Calling the Abortion Industry’s ‘Health’ Bluff
Likewise, when the Supreme Court considered the constitutionality of the Partial-Birth Abortion Ban Act in 2006, abortionists argued that approximately 2,200 partial-birth abortions per year were necessary for health reasons. This was important because the law lacked any health exception (except to save the mother’s life). When the Supreme Court issued its 5-4 opinion in Gonzales v. Carhart almost nine years ago in April 2007, it held that the law was facially constitutional.
But it also called the abortion industry’s bluff. The Court invited any abortionist or woman to file a new challenge showing why a partial-birth abortion was necessary in one of those 2,200-per-year (six per day) instances. Planned Parenthood warned of consequences for women’s health from the decision. Justice Ginsburg wrote in a dissent: “One may anticipate that such a pre-enforcement challenge will be mounted swiftly, to ward off serious, sometimes irremediable harm, to women whose health would be endangered by the intact D&E prohibition.”
Yes, one would “anticipate.” Unless none of it was true.
Nearly nine years later, no such complaint has been filed nor is there any evidence any woman was harmed by not being able to have a partial-birth abortion procedure in that time. There are four possible reasons: (1) by incredible fortune, the threats to women’s health making partial-birth abortion necessary ceased on April 18, 2007; (2) Women are harmed daily, but Planned Parenthood and the abortion industry lack the resources to file the Supreme Court’s invited lawsuits; (3) the claim that partial-birth abortion was necessary to protect women’s health was a lie; or (4) the abortion industry routinely violates the law.
March 2 will be the 3,241st day since the Court upheld the PBA Ban Act. Using the abortion industry’s own figures of roughly six partial birth abortions per day, that decision will have prevented 19,446 partial-birth abortions—without a single one resulting in an as-applied challenge or even a public disclosure of harm to a woman.
When the Supreme Court addresses the Texas law March 2 and assesses the veracity of the abortion industry’s new claims about threats to women’s health, it will now have the benefit of years of real-world tests, showing the abortion industry cannot be trusted.
Beware Obama and Clinton Supreme Court Appointees
Should President Obama nominate a replacement for Justice Scalia, there is no reason for the Senate to even hold a hearing.
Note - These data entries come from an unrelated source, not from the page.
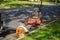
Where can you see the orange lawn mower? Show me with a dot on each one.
(30, 24)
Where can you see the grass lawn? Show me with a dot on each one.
(49, 32)
(22, 3)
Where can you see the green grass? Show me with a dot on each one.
(49, 32)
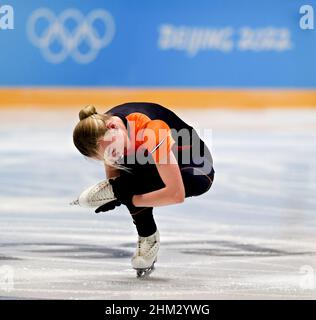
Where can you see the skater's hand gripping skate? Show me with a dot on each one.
(96, 195)
(108, 206)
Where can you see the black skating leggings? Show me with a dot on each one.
(197, 179)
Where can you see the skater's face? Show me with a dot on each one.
(113, 145)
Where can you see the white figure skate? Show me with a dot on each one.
(96, 195)
(143, 260)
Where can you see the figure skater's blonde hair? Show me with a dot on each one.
(88, 131)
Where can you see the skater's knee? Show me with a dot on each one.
(196, 182)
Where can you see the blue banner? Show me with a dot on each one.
(178, 43)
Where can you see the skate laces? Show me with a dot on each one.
(99, 193)
(145, 244)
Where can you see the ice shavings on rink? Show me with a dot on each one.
(251, 236)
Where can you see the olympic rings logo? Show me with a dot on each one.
(48, 31)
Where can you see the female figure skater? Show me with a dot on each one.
(152, 158)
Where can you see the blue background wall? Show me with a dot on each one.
(135, 58)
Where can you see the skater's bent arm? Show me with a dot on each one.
(172, 193)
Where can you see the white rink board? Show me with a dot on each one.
(252, 236)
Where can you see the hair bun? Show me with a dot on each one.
(87, 112)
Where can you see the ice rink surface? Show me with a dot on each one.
(252, 236)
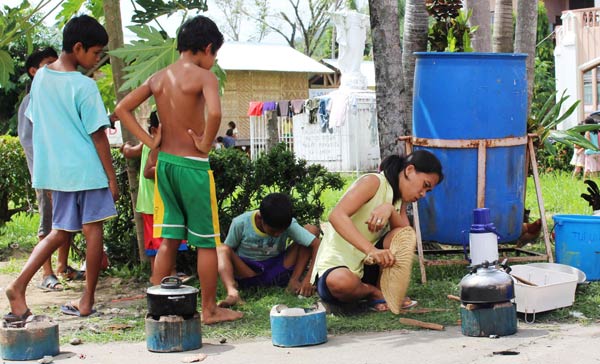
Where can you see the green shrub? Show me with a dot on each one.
(15, 181)
(552, 162)
(19, 233)
(241, 183)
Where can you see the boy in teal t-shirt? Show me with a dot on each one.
(71, 158)
(256, 250)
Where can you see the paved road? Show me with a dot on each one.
(538, 343)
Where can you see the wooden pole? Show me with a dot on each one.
(538, 193)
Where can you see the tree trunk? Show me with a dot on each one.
(387, 55)
(114, 28)
(503, 27)
(480, 17)
(415, 40)
(525, 39)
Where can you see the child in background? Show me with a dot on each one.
(256, 251)
(72, 158)
(219, 143)
(145, 199)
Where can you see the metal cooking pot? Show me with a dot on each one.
(171, 298)
(486, 285)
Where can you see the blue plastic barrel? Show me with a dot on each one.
(472, 96)
(578, 243)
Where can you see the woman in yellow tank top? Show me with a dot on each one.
(364, 222)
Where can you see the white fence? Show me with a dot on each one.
(352, 146)
(259, 133)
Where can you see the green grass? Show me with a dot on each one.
(560, 193)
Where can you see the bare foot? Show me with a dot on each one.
(16, 299)
(230, 301)
(377, 302)
(220, 315)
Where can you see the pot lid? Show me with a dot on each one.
(486, 285)
(171, 285)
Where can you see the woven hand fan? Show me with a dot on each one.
(395, 279)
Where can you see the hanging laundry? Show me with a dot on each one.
(269, 106)
(312, 108)
(297, 106)
(339, 108)
(283, 108)
(323, 114)
(255, 108)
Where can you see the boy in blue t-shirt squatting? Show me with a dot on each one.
(255, 252)
(72, 159)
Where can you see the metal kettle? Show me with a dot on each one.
(485, 284)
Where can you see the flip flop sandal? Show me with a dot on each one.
(72, 274)
(373, 303)
(50, 283)
(69, 309)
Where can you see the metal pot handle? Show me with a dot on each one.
(170, 282)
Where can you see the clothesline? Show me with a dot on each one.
(329, 110)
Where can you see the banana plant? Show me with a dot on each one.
(545, 120)
(154, 49)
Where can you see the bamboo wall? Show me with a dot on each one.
(245, 86)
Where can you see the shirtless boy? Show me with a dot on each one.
(185, 205)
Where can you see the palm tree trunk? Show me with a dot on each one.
(114, 28)
(415, 40)
(387, 55)
(525, 39)
(503, 27)
(480, 17)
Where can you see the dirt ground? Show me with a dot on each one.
(114, 297)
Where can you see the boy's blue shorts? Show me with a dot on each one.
(270, 272)
(70, 210)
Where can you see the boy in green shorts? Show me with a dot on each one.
(189, 108)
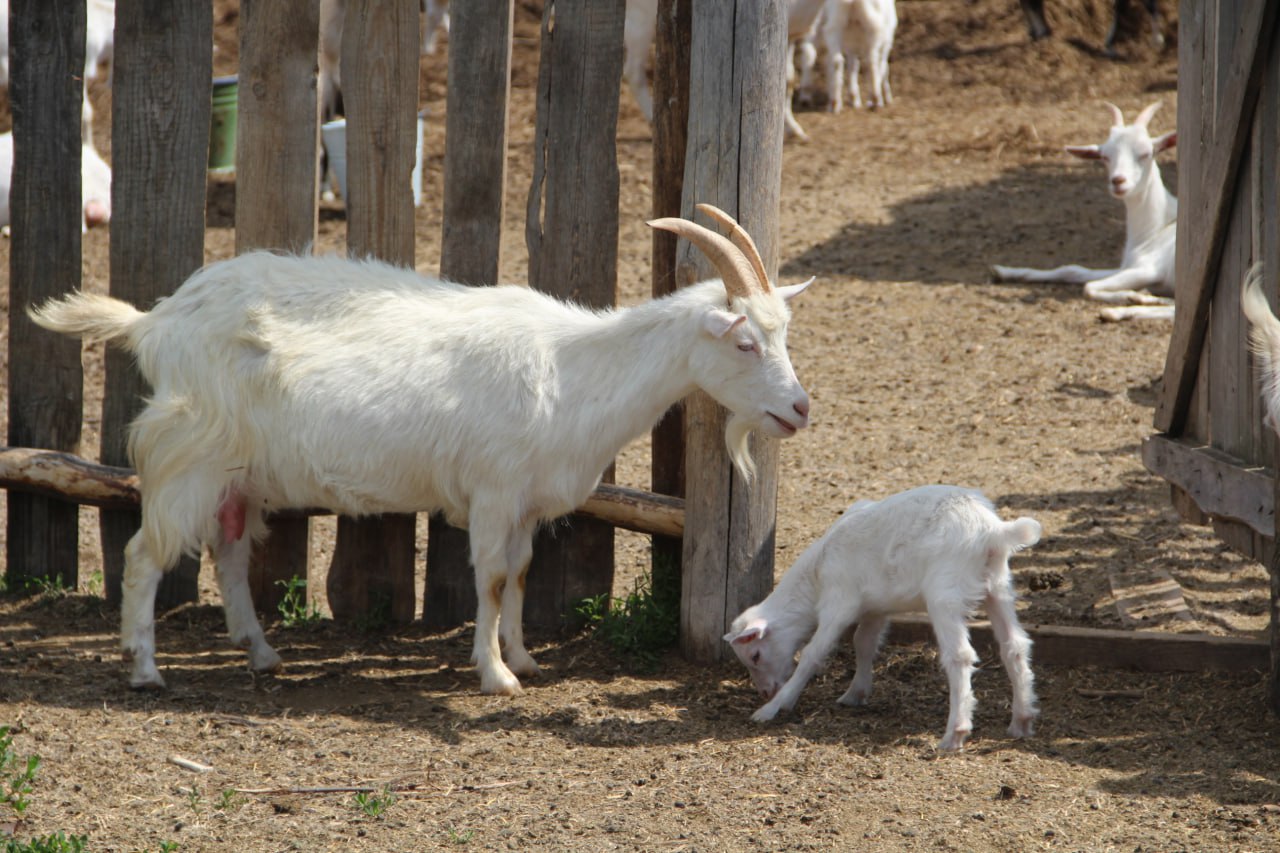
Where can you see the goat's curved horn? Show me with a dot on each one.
(728, 259)
(739, 237)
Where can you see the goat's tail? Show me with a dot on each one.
(90, 316)
(1020, 533)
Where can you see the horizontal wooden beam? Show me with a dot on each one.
(1114, 648)
(1220, 484)
(71, 478)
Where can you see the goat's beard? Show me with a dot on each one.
(737, 433)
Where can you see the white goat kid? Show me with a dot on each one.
(856, 32)
(1143, 283)
(292, 382)
(941, 548)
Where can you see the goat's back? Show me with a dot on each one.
(936, 539)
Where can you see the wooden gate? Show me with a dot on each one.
(1212, 446)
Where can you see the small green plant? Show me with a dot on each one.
(295, 609)
(55, 843)
(16, 775)
(94, 583)
(49, 588)
(375, 804)
(641, 625)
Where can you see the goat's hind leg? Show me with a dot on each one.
(232, 556)
(137, 612)
(511, 629)
(1015, 651)
(958, 661)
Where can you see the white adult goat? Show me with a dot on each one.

It should not, given Obama’s admission that his nominee will be no moderate. But even if the Senate unwisely holds such a hearing, the nominee should be asked not only about partial-birth abortion and similar practices in theory, but also about the near decade of factual evidence that the abortion industry was lying.
Hillary Clinton has already signaled she opposes the Partial Birth Abortion Ban Act and would presumably nominate a justice to reverse the decade-old precedent and allow them again.
In Justice Kagan’s Supreme Court confirmation hearings she was questioned about the revelation that as White House policy advisor she actually changed the position statement of the American College of Obstetricians and Gynecologists to bolster opposition to the Partial-Birth Abortion Ban Act. We now know the claim about the necessity of partial-birth abortion for women’s health was factually false. Every day adds to the nearly 20,000 pieces of evidence that the abortion industry and its defenders were simply wrong.
As the Supreme Court evaluates the Texas law and President Obama asks Congress to confirm a replacement for Justice Scalia, abortion activists and their defenders are entitled to their own opinions, but not their own facts.